La station de Carcans Maubuisson, en Gironde, est le lieu de nos vacances depuis une quinzaine d’années.

 En ce mois d’août, nous sommes une dizaine à vivre dans notre maison, appartenant à trois générations, de 26 à 86 ans.

 La journée commence par la boulangerie. Tôt le matin, on n’y rencontre pratiquement que des hommes venus acheter baguettes et croissants. Ma nièce Camille pense que c’est leur unique contribution à la communauté familiale, et qu’ils se dédouanent ainsi de leur parasitisme ! Au bout de la rue commerçante, sur la Place du Pôle, se trouve le marchand de journaux. Si Sud-Ouest est déjà sur les rayons, il faut invariablement patienter pour acheter Le Monde et bavarder patiemment avec d’autres lève-tôt. Je reviens à la maison par la promenade du lac. Le soleil levant, les nuages, la brume, le vent ou son absence, donnent au lac un aspect changeant. Chaque matin, c’est un émerveillement.

 Maubuisson est au cœur d’un réseau de pistes cyclables qui courent dans les dunes sous les pinèdes. Selon l’inspiration du moment, on peut aller simplement à la plage, faire un détour par la base sportive de Bombannes, prendre une bière à Lacanau ou flâner sur les rives de l’étang de Cousseau. En fin de journée, le soleil oblique projette des ombres géométriques et les arbres laissent passer une belle lumière tirant sur le rouge. Mais les photos rendent imparfaitement compte des sensations que l’on éprouve. Il faudrait pouvoir rendre compte de l’exquise fragrance de pins et de bruyères émanant d’un sol sableux chauffé à blanc et du concert assourdissant des grillons. Il faudrait montrer la variété des paysages, selon la hauteur et l’orientation des dunes et selon l’état de la forêt, de la haute futaie aux coupes claires. Sur une piste, je croise une famille. Les petits enfants roulent en file impeccable, chacun suivi et conseillé par un adulte. Le grand père ferme la marche ; je crois voir en lui mon propre père escortant ses petits-enfants il y a vingt-cinq ans, immensément sérieux et pourtant souriant. Sur les pistes de Maubuisson, on dépasse de jolies joggeuses et l’on croise de ravissantes cyclistes offrant aux regards leur décolleté.

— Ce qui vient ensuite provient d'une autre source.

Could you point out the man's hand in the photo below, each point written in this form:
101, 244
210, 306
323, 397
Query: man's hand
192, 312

 De Maubuisson à la plage de Carcans, il n’y a que trois mille tours de pédale à donner. Une fois les bicyclettes cadenassées sur le parking à vélos, on gravit la dune. Au nord et au sud, la bande de sable fin s’étend sur des dizaines de kilomètres, plus de deux cents au total entre la pointe de Grave et Hossegor. Par beau temps, des milliers de baigneurs installent leurs sacs et leurs serviettes. La zone de bains surveillée est délimitée par deux drapeaux bleus et les sauveteurs exercent une vigilance constante : c’est que les courants peuvent être forts et les vagues déconcertantes. Au soir d’une journée de canicule, immerger son corps couvert de sueur, plonger sous les vagues et se sécher allongé sur le sable dans une semi-inconscience offre un moment de vrai bonheur.

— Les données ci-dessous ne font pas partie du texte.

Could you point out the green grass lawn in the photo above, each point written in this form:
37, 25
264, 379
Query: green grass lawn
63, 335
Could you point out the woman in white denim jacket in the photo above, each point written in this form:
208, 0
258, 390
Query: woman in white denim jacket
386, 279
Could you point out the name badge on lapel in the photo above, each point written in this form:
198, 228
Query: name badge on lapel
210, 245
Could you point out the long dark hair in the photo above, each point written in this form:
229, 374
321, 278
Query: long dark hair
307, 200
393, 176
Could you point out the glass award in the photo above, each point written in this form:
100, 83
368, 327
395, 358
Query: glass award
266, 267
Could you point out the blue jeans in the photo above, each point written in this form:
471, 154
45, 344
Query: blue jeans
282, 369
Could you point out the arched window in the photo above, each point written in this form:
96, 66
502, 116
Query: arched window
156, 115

 Au soir couchant, nous partageons le dîner sur la terrasse, souvent introduit par un pastis ou un punch. Des propos s’échangent, des plaisanteries se croisent, on parle de la recherche d’un château bordelais pour un mariage l’an prochain, on évoque le livre que l’on est en train de lire. La nuit s’établit peu à peu. On allume sur la table de petites bougies. Les premières étoiles apparaissent au firmament.

 Maubuisson est notre petit coin de paradis.